Illnesses can cause malnutrition both indirectly and directly. The illness itself along with symptoms and treatment can be the cause of excess and nutrient deficiency. Some medications, for example, cause anorexia or gastrointestinal discomfort. Meanwhile, an illness like pressure sores can lead to metabolic stress which cause increased protein and energy needs.
Health team workers work together to make sure the nutritional needs are met for patients. These roles can overlap. Physicians are responsible for the patients’ medical needs. The physician is also responsible for prescribing medications, ‘diet orders’ or nutrition prescriptions, and suggesting strategies when the patients status has changed.
The registered dietician is the food and nutrition expert. They are qualified to give ‘nutritional therapy’. They also conduct nutritionary and dietary assessments of their patients. They diagnose the nutrition problems. The registered dietician is also responsible for developing, implementing and evaluating nutrition care plans. They also provide nutrition counseling and education.
The registered dietician technician is responsible for carrying out duties. They help the registered dietician with most tasks listed above.
The nurse works closely with the patients, they assume the responsibility of a dietician when one is not present. The nurses also are responsible for identifying who could benefit from nutrition services. Nurses also screen patients, encourage eating and participate in nutritional assessments.

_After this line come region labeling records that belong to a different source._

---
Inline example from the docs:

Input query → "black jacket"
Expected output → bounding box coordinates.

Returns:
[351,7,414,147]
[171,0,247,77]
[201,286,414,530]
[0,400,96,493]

Historical data can be gathered from an individual. This can include family medical history, history of individual’s supplement and medication intake, personal and social history, and food intake history.
Food intake history can also be called food intake data. This data can be gathered in multiple ways; 24-hour recall, a food frequency questionnaire, food record, and direct observation. a 24-hour recall requires an individual to recount the food they have eaten in the past 24 hours. The assessor takes note of the time, amount and how the food was prepared. A food frequency questionnaire surveys foods consumed during a time period. These foods are organized by food group. The survey taker is required to specify the amount consumed of each food within a time period. A food record is a written account of food consumed over a period of usually a few days. Direct observation can only be conducted in facilities that administer meals to residents daily. Health practitioners use this form of data to measure kcalorie intake.
Anthropometric data includes; height, weight, the circumference of head, and the circumference of limbs. Height measurements are most useful when monitoring a child’s health during growth. Slow or abnormal growth can be a sign of malnutrition in a child. The body weight of an individual can help determine hydration status and BMI. The circumference of the head can help determine brain growth over an individuals growth. The circumference of an individual’s waist and limbs gives an assessor data about the fat and muscle content of the area. These assessments can be split up into adult and child tests. Assessments of infants and children focus on proper growth during childhood. Adult measurements are gathered while in post-acute settings where these measurements can vary depending on nutritional status.
Biochemical data, or lab tests, are used to determine the measurements, in volume, of inner chemical content. These include plasma proteins, albumin, transferrin, prealbumin and retinol-binding protein tests. Plasma protein tests can reflect both protein-energy status and liver functionality. Albumin levels are regularly monitored during illness as the most abundant plasma protein. It is unfortunately slow to give indications of major protein changes. Transferrin is an iron transporting protein, the amount of transferrin in the blood is an indicator of iron in the blood and can give physicians indication if levels are abnormal. Prealbumin and retinol-binding protein tests are more sensitive than albumin tests. Their numbers are affected by zinc concentration, metabolic stress to name a few.
Lastly, there are physical examinations. Although these examinations can give signs of conditions that are nonspecific and not related to nutrition, they can also give rise to conditions that can be eased with nutritional care. These exams include; clinical signs of malnutrition, hydration state, and functional assessments. Clinical signs of malnutrition take place in areas where cell growth is most rapid, such as the hair, nails, skin, and digestive tract. Hydration state of an individual can be determined by blood tests and body weight. This can be caused by fluid retention, which can accompany malnutrition and infection. Symptoms of this include dark urine, thirst and low energy. Functional assessments are given to individuals who are suspected to have muscle atrophy. Reduced heart and lung disorders can be assessed using a treadmill while more general tests include the use of a hand grip device.